“I mean, how many times am I going to have to keep coming
back every six months? Nothing has changed since the beginning. I just woke up
and found a lump and went to the doctor right away. I don’t understand why we
keep looking at it. Shouldn’t it be biopsied? I’ve been here three times for
the same tests and I don’t want to keep coming back every six months.”

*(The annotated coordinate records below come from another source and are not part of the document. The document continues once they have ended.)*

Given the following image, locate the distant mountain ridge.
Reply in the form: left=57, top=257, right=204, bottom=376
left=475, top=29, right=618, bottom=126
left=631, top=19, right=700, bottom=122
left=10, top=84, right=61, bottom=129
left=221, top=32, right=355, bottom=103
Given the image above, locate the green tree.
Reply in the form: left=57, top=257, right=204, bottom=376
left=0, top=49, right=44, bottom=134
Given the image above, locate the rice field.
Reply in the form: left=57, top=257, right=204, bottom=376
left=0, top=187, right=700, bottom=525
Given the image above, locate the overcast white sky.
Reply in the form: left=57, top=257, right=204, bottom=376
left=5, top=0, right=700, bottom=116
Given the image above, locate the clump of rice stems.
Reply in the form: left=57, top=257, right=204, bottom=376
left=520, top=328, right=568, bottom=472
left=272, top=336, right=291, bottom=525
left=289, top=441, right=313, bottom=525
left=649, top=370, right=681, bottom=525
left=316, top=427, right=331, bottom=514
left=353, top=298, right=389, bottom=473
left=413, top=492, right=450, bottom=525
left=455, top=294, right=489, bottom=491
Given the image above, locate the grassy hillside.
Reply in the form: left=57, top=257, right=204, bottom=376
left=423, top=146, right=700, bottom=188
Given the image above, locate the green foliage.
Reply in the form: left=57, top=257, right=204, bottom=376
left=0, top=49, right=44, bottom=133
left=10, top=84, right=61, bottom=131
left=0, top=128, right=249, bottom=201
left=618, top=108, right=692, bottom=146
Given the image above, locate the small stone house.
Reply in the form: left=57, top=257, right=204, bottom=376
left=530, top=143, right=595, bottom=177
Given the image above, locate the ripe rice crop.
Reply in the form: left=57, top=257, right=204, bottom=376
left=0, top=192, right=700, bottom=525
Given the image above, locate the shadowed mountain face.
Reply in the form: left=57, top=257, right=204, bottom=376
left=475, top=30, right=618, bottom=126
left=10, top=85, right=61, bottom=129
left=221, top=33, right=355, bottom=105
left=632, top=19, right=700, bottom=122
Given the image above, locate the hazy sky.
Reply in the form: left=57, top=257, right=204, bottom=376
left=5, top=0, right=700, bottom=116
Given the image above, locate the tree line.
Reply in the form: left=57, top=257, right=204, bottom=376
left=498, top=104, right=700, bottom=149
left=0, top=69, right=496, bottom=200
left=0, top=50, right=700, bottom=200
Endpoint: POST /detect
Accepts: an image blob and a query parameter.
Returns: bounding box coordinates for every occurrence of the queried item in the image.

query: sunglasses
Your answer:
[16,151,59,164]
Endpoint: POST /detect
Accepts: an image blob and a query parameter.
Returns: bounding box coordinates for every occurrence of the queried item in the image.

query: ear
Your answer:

The young ultrasound tech kept on task but then said, “Do
you want a biopsy?” I responded with, “Well isn’t that what you’re supposed to
do? Isn’t that the only way we’ll know?” To which she said, “Well I know I
would want to know.”
So then just do it. She wasn’t sure whether she could
schedule an immediate ultrasound. But in the moment, I knew it had to happen. I
reminded me of a conversation I had had with Mary. My nipple was pointed down
and had been for the entire year. I had pointed that out the last time I went
in for my ultrasound six months earlier. But I was told this was common. I knew
it wasn’t common for Mary and in fact, it was cancer. It wasn’t right for me
either.
And so the action I have fervently sought over a year ago was
finally going to happen.
In the moment, I couldn’t help but ask myself, “What took
you so long?”
Let me tell you, that biopsy wasn’t at all pleasant. I did
not want to hear about or discuss the logistics of it. I told Tracey, the
nurse, that I needed my headphones so I could listen to the loudest music
possible. I stumbled around and found Billy Squire’s, “In the Dark.” And it
played almost 7 times. The core needle
biopsy sounds like a gun going off; feeling not unlike a large needle, ejecting
itself into the underside of my nipple. Only six or so times did this gun go
off. And there was blood mixed with iodine everywhere.
I left the clinic feeling as though I had been violated on
some level. Raped in a strange way. So incredibly vulnerable. I stood outside the car and felt the warmth of my tears flow down my
cheeks. Light snow was falling. It was peaceful and quiet. And then it occurred to me that there was no way I was going to my mother’s for dinner. Even my choir
practice seemed like more effort than I had as I drove away from the imaging
center.
At least it was over with. Now I could get on with it.
Someone would agree to take the damn lump out. I’d only been waiting for over a
year.
1 comment:
Oh Wendy this is AWFUL! They were AWFUL to make you wait so long to get biopsied!!! I am so grateful that you kept pushing and being your own best advocate! Stay strong - we can fight this!!! Love you!